Koby is finally able to breathe easier and actually move without difficulty. The doc is coming to take her stitches out today. There is still tension between her and my brothers. The girls have tried to make it up to her and apologize about not helping her, but Koby is stubborn as fuck. I can’t deal with all of that shit and still continue to search for my brother. Bishop wanted to call Car and fill her in on what happened, but I stopped him. I need to be the one to tell our sister about Rook. We have all agreed no service, wake or funeral will be held for him because none of us believe he is truly gone. He can’t be!

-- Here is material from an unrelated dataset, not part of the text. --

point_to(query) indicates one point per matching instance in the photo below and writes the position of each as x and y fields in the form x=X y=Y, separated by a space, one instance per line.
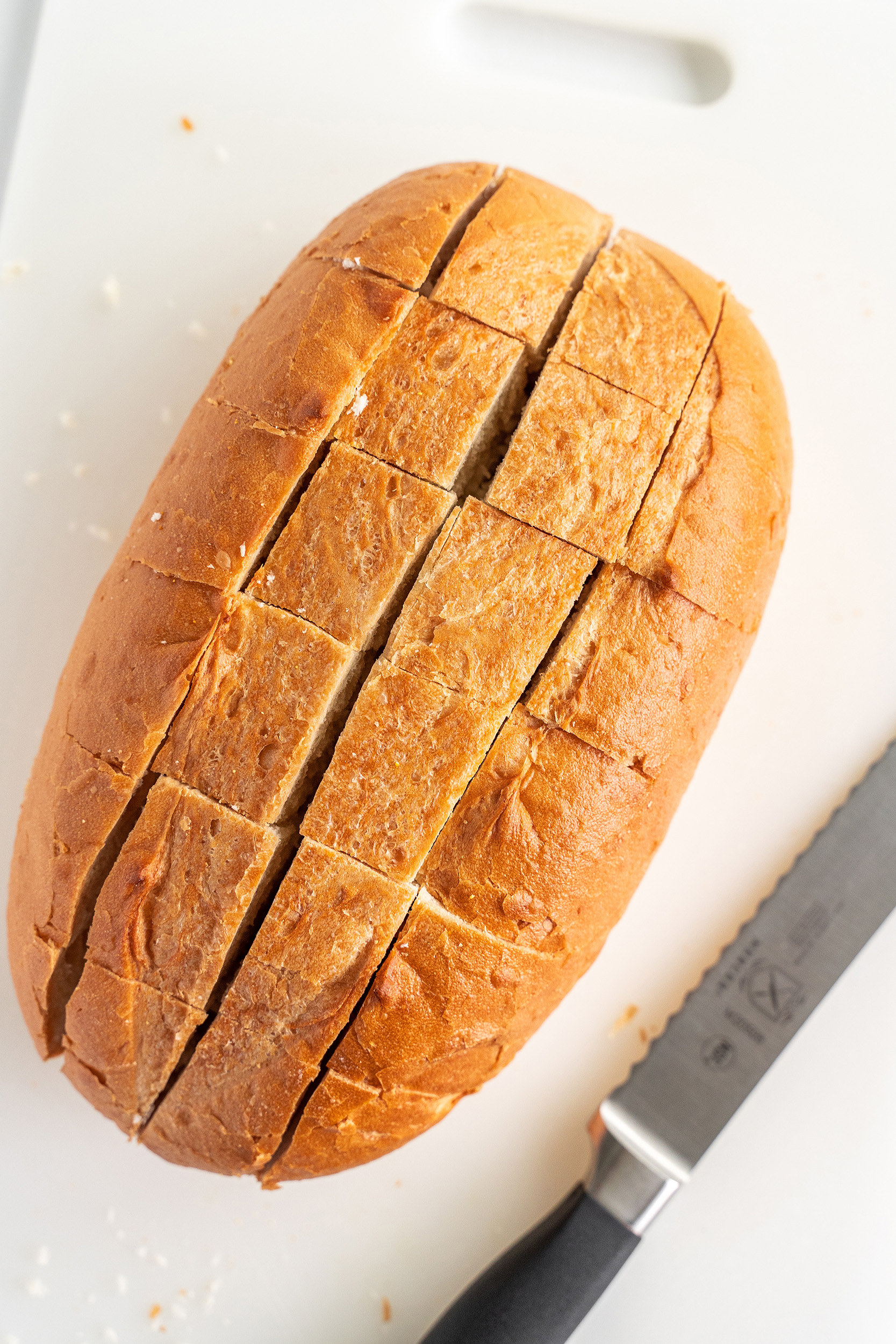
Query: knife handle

“Knight?” I turn around to find Dimitri standing in the doorway. I’ve been staying out in the guest house with him and Koby. The tension inside the house with Koby and the others does my fucking head in. I don’t have the energy to sort that shit and she has threatened my balls if I do. I put my phone in my pocket and decide to call my sister later. Honestly, I’m dreading calling her. Her and Rook were always really close growing up, so I know the news is going break her.

“What’s up?”

“The doctor is here and asked to see you.” Shit. I shove past him and rush into the living room thinking something is wrong with Koby but freeze when I see her shirt pulled up to just under her boobs and the doctor moving a wand thing around on her stomach. A throat clears drawing my attention to just behind the couch, I’m fucking shocked to see my brothers and both the girls standing there. Koby is laying on the couch, stiff as shit and looking so out of her comfort zone. Each of them smiles reassuringly at me. I turn to Koby to find her eyes on me, she looks fucking terrified. She lifts her hand using her index finger to call me, and as if I’m on autopilot, I do as she says and walk over to her. I kneel down beside her head and cradle her face. The doc turns and smiles like this situation is normal.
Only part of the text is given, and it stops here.